Scope for innovation
Alongside the potential to revolutionize brand suitability in CTV advertising, the ability to analyze content on a scene-by-scene basis can help raise the bar on innovative ad formats – elevating the overall user experience.
For example, rather than using a traditional ad break that pauses a CTV video, marketers could insert a subtle and non-disruptive overlay ad. This would sit at the bottom of the screen, and be contextually relevant to an individual scene.
Imagine the Friends episode The One With Chandler’s Work Laugh is passed into the bid stream. Intra-video metadata could be used to surface an overlay ad for a spirits brand over a bar scene; or an overlay ad for a fitness tracker over the scene of a tennis match.
Research shows that using CTV overlays in this way makes them four times more memorable than linear video ads, driving an increase in brand favorability and the perception by viewers that they’re less “bombarded” by ads (which makes sense when you consider the format’s non-intrusive premise).
Using AI-powered scene analysis, overlays can be scoped to resonate with a consumer’s active mindset by synching with their real-time content viewing. The format also sits comfortably with interactive elements, such as scannable QR codes, to ramp up conversions.
Shaping the future
Content-level analysis, then, is a powerful mechanism for brands seeking a deeper connection with CTV audiences, providing a less disruptive way to align with premium content, with greater monetizable inventory.
Advertisers therefore need to lean into this approach, rather than rely on property-level analysis – which arguably wasn’t good enough for the video world, and certainly isn’t good enough for CTV. Doing so will also help push the envelope on creativity, when it comes to formats such as overlays.
In the same breath, publishers and platforms need to up their game when it comes to tagging their videos with accurate metadata and passing this up the bidstream, ideally via appending a content_ID. Currently, even property-level data isn’t always shared, leaving advertisers and streamers exposed to unnecessary brand safety risks.

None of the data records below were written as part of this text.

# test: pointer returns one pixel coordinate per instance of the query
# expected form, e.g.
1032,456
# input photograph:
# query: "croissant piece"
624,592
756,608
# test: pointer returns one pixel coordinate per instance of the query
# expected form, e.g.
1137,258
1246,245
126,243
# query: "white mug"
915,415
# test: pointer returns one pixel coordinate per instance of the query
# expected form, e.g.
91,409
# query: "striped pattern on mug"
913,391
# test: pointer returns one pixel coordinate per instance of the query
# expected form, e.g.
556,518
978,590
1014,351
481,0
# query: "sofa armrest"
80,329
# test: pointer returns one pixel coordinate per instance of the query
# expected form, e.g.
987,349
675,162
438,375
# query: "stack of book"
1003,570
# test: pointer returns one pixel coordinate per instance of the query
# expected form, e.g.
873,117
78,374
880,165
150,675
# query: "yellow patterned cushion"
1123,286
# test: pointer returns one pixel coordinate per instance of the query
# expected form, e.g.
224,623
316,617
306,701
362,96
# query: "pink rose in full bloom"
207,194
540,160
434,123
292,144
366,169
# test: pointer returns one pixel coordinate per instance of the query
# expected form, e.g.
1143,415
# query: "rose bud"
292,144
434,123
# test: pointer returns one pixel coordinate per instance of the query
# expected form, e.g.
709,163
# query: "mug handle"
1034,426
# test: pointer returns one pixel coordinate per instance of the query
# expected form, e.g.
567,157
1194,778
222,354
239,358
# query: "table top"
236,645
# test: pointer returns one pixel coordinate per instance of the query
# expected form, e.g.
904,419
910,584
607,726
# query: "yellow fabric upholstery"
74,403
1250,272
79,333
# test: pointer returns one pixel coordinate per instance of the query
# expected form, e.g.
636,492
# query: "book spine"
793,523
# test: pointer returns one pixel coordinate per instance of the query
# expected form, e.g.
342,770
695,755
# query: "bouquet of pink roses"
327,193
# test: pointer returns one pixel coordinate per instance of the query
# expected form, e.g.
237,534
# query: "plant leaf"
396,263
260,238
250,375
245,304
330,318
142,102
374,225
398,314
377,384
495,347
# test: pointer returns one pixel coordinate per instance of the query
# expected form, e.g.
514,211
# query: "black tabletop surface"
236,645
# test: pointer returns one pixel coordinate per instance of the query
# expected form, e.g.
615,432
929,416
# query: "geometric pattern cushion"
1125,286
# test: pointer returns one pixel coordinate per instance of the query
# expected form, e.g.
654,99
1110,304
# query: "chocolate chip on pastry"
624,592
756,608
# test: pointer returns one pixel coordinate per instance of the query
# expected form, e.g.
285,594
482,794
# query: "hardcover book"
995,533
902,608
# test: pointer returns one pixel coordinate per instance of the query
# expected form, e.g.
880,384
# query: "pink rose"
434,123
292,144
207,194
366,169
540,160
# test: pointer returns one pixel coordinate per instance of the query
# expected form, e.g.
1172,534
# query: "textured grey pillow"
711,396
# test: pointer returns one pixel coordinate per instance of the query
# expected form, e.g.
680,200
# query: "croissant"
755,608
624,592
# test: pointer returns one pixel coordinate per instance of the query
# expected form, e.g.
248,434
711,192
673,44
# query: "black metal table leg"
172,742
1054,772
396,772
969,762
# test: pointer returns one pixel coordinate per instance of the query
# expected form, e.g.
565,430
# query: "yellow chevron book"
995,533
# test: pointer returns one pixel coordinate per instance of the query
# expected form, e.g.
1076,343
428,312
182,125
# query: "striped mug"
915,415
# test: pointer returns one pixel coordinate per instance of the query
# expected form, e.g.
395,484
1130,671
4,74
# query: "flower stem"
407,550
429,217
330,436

Key industry organizations like the IAB and MRC will be critical in moving the needle here; encouraging higher standards and accreditations so that content-level analysis and intra-video tagging becomes more widely embraced.
This will provide an edge for safety and innovation not just in CTV; but for the powerful new digital environments, e.g. gaming and the metaverse, that are shaping tomorrow’s ad market.